Beaucoup pensent que le débarquement du 6 juin 1944 n’a eu lieu qu’en Normandie. Pourtant dans la nuit du 5 au 6 juin 1944, des parachutistes des SAS français (Spécial Air Service) formés en Angleterre ont été largués au-dessus des Côtes du Nord (Côtes d’Armor) et du Morbihan. Le caporal Emile Bouétard, natif de Pleudihen-sur-Rance (22) a été le premier mort du débarquement. Plusieurs parachutistes ont été abattus et les survivants se sont regrouper au maquis de Saint-Marcel (56), entre Vannes et Ploërmel dans le but d’aider les résistants.
A l’aube du 6 juin 1944, les alliés lançaient sur les plages normandes la plus grande opération militaire de tous les temps baptisée Overlord pour chasser l’occupant nazi du continent européen. La Bretagne participe également au débarquement des alliés sur deux de ses territoires, avec 36 commandos du 4e bataillon SAS (Spécial Air Service). Les Forces Françaises Libres (FFL), parachutistes des SAS français sont largués par petits groupes, d’une part au dessus de la forêt de Duault, non loin de Guingamp dans les Côtes du Nord : c’est la base Samwest et d’autre part à Plumelec dans le Morbihan : c’est la base Dingson. Les deux objectifs ciblés de ces parachutages sont d’une part de perturber le mouvement des 150 000 soldats allemands, de désorganiser l’arrivée de leurs renforts et de les empêcher de rejoindre la Normandie et d’autre part de prendre contact avec les résistants sur place.
Partis de Fairford à 130 km de Londres, le largage des parachutistes dans le Morbihan a lieu en deux sticks à 23 h le 5 juin 1944. Le responsable de la mission le lieutenant Pierre Marienne et ses hommes sont les premiers à fouler le sol français, sur les landes de Lanvaux à Plumelec dans le Morbihan, suivi du lieutenant Henri Deplanche et ses hommes formant le second stick. Leur mission est de préparer le terrain pour les autres unités à venir. Hélas, les parachutistes sont largués à 2 km de l’endroit initialement prévu, dans le secteur de Plumelec, près du moulin de la Grée sur une colline à 166 mètres d’altitude qui surplombe le bourg de Plumelec.
Les SAS ignorent que ce site est utilisé comme poste d’observation par les Allemands. Ces derniers donnent immédiatement l’alerte. Dès leurs atterrissages, les soldats doivent affronter les troupes supplétives allemandes, composées de soldats ukrainiens et géorgiens de l’armée Vlassov équipés par la Wehrmacht, l’armée allemande.
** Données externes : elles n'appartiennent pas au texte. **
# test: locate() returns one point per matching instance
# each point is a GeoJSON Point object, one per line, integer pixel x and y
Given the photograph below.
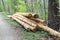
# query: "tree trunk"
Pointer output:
{"type": "Point", "coordinates": [52, 14]}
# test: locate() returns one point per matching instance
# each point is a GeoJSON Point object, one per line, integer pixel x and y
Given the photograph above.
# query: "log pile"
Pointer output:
{"type": "Point", "coordinates": [31, 22]}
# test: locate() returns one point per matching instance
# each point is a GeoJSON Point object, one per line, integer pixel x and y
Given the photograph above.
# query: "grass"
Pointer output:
{"type": "Point", "coordinates": [26, 35]}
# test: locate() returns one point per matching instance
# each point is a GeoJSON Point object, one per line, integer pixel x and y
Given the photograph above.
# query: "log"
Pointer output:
{"type": "Point", "coordinates": [28, 21]}
{"type": "Point", "coordinates": [28, 14]}
{"type": "Point", "coordinates": [40, 21]}
{"type": "Point", "coordinates": [24, 14]}
{"type": "Point", "coordinates": [51, 31]}
{"type": "Point", "coordinates": [26, 26]}
{"type": "Point", "coordinates": [9, 16]}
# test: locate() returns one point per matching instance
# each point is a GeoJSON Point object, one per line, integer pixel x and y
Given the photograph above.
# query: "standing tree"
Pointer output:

Pierre Marienne s’illustre au combat. Ensuite, les parachutistes coupent les communications, le réseau électrique et sabotent les lignes de chemin de fer. Avec l’aide de la résistance française, une partie d’entre eux regagneront le maquis de Saint-Marcel. Ils seront, jusqu’à la bataille du 18 juin, 160 parachutistes à s’y installer et à combattre l’ennemi aux côtés des maquisards. Élevé au grade de capitaine, Pierre Marienne décide de déplacer son camp à Kerihuel à Plumelec le 9 juillet 1944. Les Allemands obtiennent, par trahison d’otages soumis à la torture, des informations sur le lieu où se trouve le capitaine et aidés par des miliciens, ils le surprennent encore endormi le 12 juillet au matin. Le capitaine Marienne, six autres parachutistes, huit maquisards et trois habitants (cultivateurs de Kerihuel : les père et fils Gicquello et Fernand Danet accusés de les avoir hébergés) sont froidement assassinés. Pierre Marienne fut inhumé dans le cimetière de Plumelec. Après la guerre sa sépulture est transférée au monument aux morts 1939-1945 de Plumelec érigé à l’extérieur du cimetière.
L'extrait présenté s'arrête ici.